Within minutes, as if to confirm that we are in Antarctica, we are struck by a turbulent curtain of swirling snow and howling wind. We hunker down out of the wind, listening to the walls flap, and secretly plan who to eat first if the storm keeps up as we politely devour our sack lunches instead. When the walls stop shaking we spring to action. Moving quickly we button up the tent, anchoring it to the snow just as the next wave of weather envelopes us.

Weather in the USAP is rated by Conditions Three through One, three being the fairest, and all clearly defined yet skewed by practical considerations. (In the winter it is not uncommon for a Condition 1, where employees must not venture outside, to change abruptly to Condition 2 at 7:25 AM, allowing us to walk to work on time, and if necessary, work outdoors.) Driving back to town through Condition One, steering by GPS alone, Mark and Doug have come to a sudden stop, understandably disoriented and no longer sure which way the road lies. I radio ahead: "We have a few more waypoints along this stretch. We'll take the lead."
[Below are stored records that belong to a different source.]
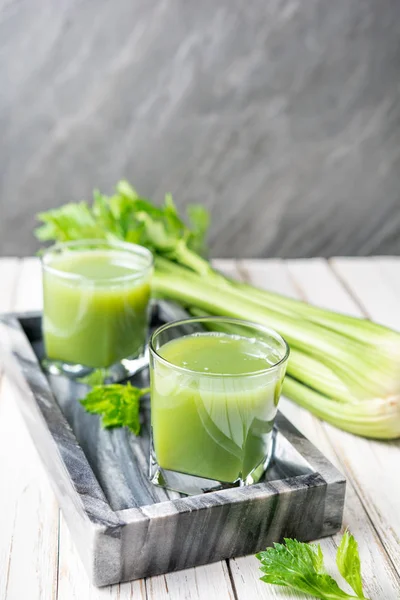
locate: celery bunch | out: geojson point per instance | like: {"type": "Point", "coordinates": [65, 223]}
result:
{"type": "Point", "coordinates": [343, 369]}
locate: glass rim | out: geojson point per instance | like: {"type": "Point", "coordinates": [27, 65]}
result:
{"type": "Point", "coordinates": [133, 249]}
{"type": "Point", "coordinates": [251, 324]}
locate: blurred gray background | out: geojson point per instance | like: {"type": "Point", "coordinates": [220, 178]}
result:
{"type": "Point", "coordinates": [282, 116]}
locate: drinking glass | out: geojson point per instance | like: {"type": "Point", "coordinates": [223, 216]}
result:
{"type": "Point", "coordinates": [95, 307]}
{"type": "Point", "coordinates": [215, 386]}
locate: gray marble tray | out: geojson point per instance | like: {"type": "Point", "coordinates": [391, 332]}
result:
{"type": "Point", "coordinates": [126, 528]}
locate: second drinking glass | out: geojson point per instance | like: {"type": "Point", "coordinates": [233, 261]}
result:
{"type": "Point", "coordinates": [95, 314]}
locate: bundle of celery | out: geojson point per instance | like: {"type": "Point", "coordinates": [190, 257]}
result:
{"type": "Point", "coordinates": [343, 369]}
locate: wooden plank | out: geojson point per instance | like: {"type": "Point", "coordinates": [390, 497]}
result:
{"type": "Point", "coordinates": [373, 290]}
{"type": "Point", "coordinates": [74, 583]}
{"type": "Point", "coordinates": [366, 462]}
{"type": "Point", "coordinates": [29, 515]}
{"type": "Point", "coordinates": [380, 578]}
{"type": "Point", "coordinates": [29, 289]}
{"type": "Point", "coordinates": [203, 583]}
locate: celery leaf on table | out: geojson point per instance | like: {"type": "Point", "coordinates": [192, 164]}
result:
{"type": "Point", "coordinates": [300, 567]}
{"type": "Point", "coordinates": [118, 404]}
{"type": "Point", "coordinates": [348, 563]}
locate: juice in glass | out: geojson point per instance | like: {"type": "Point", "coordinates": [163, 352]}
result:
{"type": "Point", "coordinates": [214, 398]}
{"type": "Point", "coordinates": [96, 297]}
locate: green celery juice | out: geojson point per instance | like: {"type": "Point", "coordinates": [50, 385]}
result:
{"type": "Point", "coordinates": [213, 416]}
{"type": "Point", "coordinates": [95, 307]}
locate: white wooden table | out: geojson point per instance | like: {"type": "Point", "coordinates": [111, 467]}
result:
{"type": "Point", "coordinates": [38, 560]}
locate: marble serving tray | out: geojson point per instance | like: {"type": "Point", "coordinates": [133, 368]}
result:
{"type": "Point", "coordinates": [126, 528]}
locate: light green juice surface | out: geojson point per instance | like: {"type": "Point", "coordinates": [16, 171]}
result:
{"type": "Point", "coordinates": [98, 318]}
{"type": "Point", "coordinates": [217, 421]}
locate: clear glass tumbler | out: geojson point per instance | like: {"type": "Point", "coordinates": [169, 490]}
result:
{"type": "Point", "coordinates": [95, 307]}
{"type": "Point", "coordinates": [215, 386]}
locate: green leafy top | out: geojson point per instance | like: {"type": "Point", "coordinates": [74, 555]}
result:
{"type": "Point", "coordinates": [301, 567]}
{"type": "Point", "coordinates": [127, 216]}
{"type": "Point", "coordinates": [118, 404]}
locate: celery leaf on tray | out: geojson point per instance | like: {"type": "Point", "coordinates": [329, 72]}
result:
{"type": "Point", "coordinates": [117, 404]}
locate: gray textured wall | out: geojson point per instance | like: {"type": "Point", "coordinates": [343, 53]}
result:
{"type": "Point", "coordinates": [282, 116]}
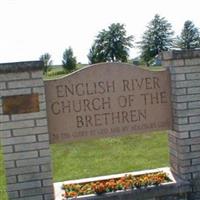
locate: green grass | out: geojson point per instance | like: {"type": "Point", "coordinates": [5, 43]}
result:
{"type": "Point", "coordinates": [109, 156]}
{"type": "Point", "coordinates": [104, 156]}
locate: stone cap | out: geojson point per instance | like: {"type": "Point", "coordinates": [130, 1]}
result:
{"type": "Point", "coordinates": [21, 66]}
{"type": "Point", "coordinates": [180, 54]}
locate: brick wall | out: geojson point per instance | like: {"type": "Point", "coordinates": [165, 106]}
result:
{"type": "Point", "coordinates": [184, 139]}
{"type": "Point", "coordinates": [24, 137]}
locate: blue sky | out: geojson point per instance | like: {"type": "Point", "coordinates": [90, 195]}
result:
{"type": "Point", "coordinates": [30, 28]}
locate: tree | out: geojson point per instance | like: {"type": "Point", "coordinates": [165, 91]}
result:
{"type": "Point", "coordinates": [189, 38]}
{"type": "Point", "coordinates": [69, 61]}
{"type": "Point", "coordinates": [157, 38]}
{"type": "Point", "coordinates": [111, 45]}
{"type": "Point", "coordinates": [46, 59]}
Lucky for me, the woman in my passenger seat was thinking this morning. Unlike me she can work a GPS and, on the trip out, regularly dropped waypoints, electronic breadcrumbs, along our path. She is a veteran of the US Antarctic Program. Plus she's crossed Greenland on skis, and in 1992, as part of the first all-female expedition to the South Pole, she skied half way across Antarctica dragging a 185 lb sled. If things get bad I am counting on her to haul me back to town, physically, through the storm.
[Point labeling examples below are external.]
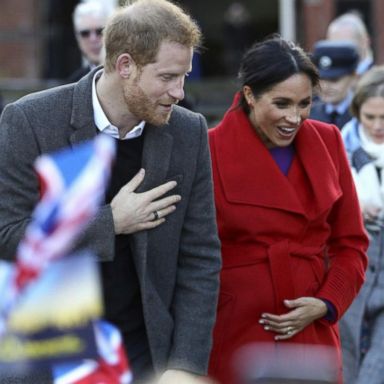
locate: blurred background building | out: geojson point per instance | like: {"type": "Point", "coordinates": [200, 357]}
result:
{"type": "Point", "coordinates": [38, 48]}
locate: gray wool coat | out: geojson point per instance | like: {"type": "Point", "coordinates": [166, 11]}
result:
{"type": "Point", "coordinates": [177, 263]}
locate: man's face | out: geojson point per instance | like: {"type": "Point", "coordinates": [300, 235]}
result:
{"type": "Point", "coordinates": [152, 91]}
{"type": "Point", "coordinates": [334, 91]}
{"type": "Point", "coordinates": [89, 37]}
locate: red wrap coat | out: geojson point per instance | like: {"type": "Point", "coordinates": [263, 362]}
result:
{"type": "Point", "coordinates": [283, 237]}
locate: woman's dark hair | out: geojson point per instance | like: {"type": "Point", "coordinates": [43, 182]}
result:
{"type": "Point", "coordinates": [270, 62]}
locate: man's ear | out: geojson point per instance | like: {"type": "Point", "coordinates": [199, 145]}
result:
{"type": "Point", "coordinates": [125, 65]}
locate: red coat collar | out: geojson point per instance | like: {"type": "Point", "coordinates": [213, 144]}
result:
{"type": "Point", "coordinates": [250, 175]}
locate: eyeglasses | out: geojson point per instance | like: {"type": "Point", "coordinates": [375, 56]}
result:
{"type": "Point", "coordinates": [85, 33]}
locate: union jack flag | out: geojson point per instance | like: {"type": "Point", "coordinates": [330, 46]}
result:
{"type": "Point", "coordinates": [72, 183]}
{"type": "Point", "coordinates": [112, 366]}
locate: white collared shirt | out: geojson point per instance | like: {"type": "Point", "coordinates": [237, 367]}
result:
{"type": "Point", "coordinates": [101, 121]}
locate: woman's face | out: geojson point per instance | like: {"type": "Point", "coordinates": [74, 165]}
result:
{"type": "Point", "coordinates": [372, 118]}
{"type": "Point", "coordinates": [278, 113]}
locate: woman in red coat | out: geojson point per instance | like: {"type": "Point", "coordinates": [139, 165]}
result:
{"type": "Point", "coordinates": [293, 242]}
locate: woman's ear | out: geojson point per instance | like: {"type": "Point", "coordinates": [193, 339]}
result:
{"type": "Point", "coordinates": [248, 95]}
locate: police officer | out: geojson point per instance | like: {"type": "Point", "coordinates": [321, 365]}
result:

I put the Cat into gear and we pull around Mark and Doug into…nothing. If I didn't know better I would suspect that Christo, the international artist known for wrapping buildings, trees, islands, and fields in colorful fabric, has shrouded our vehicle in white linen. I creep forward, staring at the tiny display of the GPS.
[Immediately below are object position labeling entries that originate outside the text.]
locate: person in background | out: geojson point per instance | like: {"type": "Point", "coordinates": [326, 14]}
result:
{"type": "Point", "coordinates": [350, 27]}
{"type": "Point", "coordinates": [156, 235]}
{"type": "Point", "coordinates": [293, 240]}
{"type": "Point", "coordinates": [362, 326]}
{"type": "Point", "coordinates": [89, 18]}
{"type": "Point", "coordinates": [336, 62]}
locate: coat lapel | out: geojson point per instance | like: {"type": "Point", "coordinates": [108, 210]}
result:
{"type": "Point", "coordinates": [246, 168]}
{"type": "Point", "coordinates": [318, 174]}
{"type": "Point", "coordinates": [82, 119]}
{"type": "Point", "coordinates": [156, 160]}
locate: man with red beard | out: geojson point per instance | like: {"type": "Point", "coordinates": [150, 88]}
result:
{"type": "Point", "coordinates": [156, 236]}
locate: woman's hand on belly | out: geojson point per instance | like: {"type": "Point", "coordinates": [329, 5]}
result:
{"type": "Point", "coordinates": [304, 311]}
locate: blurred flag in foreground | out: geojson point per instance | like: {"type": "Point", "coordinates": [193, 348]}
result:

I am ready for this. Two months of hanging out in my friend Tim's room playing Grand Tourismo on his Play Station 2 have prepared me. What could be simpler? Watch the screen, follow the road. But the GPS is not nearly as graphically advanced as the PS2, and the snow cat handles much differently than a GTO. Besides, it has been so ingrained in me to watch out for children and running deer that it feels cavalier to rumble through physical space while staring at a Game Boy.

Soon I too am disoriented. The flags appear out of thin air just ahead of me, then to the right, then the left. I lean forward, straining for a better view, a fruitless gesture as my new proximity to the windshield only creates the illusion that I am snorkeling through a bowl of cereal, the snapping flags floating by like Golden Grahams in grey skim milk.

As we get closer to McMurdo the flags come more regularly and we can see two or three at a time. We travel faster now, sitting back in our heated seats, stopping now and then to get out and clear off the ice from our windshield wipers and check the straps on the sled. We huddle together in the lee of our vehicles to comment on our progress and compare GPS tips.

I take one more deliberate walk around my snow cat. We are nearing McMurdo and, though the workday is over, I am reluctant to return to the warm cab and end this adventure. I brace my shoulders against the wind and urinate into the snow. I can't believe I am doing this in Antarctica. In these moments I am all too aware that every season I spend here may be my last, and experiences like these may one day become sad anecdotes used primarily to impress women at parties. Unless my career as a photographer doesn't pan out. Then I may find myself still in McMurdo fifteen years from now, misty-eyed and nostalgic as I watch a wide-eyed FNG razing the buildings I will be working on this week.